Она не была беременна в момент смерти, и то, что она беременна сейчас, означало, что либо у нее был секс с кем-то на той стороне (что вызывало вопрос: зачем она вернулась, чтобы показать беременность своему мужу), либо что эта беременность была не тем, чем казалась. Последнее казалось более осмысленным  я не мог себе представить, что биология размножения на той стороне такая же, как здесь.

Я спрашиваю вас, детектив, если ваша мертвая жена возвращается в последний раз, обвините ли вы ее в прелюбодеянии после смерти?

 Кейфан с каждым днем все больше похож на тебя,  сказал я, чтобы прервать молчание. Кто знает, какие еще условия она должна была соблюдать? Может быть, невидимые силы собрались под окном и подслушивали. Не мог ли огонь быть каналом связи? Но разумеется, все это догадки, неуклюжесть которых вызвана лишь скудостью моего во-ображения. Скорее если кто-то и подслушивал, то это происходило таким образом, что я даже и представить себе не могу. Так это и должно быть.

Я хочу сказать, что мы должны вести себя как следует.

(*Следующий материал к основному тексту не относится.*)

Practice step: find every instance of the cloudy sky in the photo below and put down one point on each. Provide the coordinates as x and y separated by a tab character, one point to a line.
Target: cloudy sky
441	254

Не то чтобы Мэрион когда-либо слишком заботилась о соблюдении правил поведения. После того как я упомянул о Кейфане, она выдавила из себя что-то похожее на кваканье, что отчетливо распадалось на два слога. Два слога, из которых состояло имя Зои, в этом я не сомневался. Мэрион сказала мне, что это Зои, благослови ее Господь, каждым днем все сильнее походит на меня.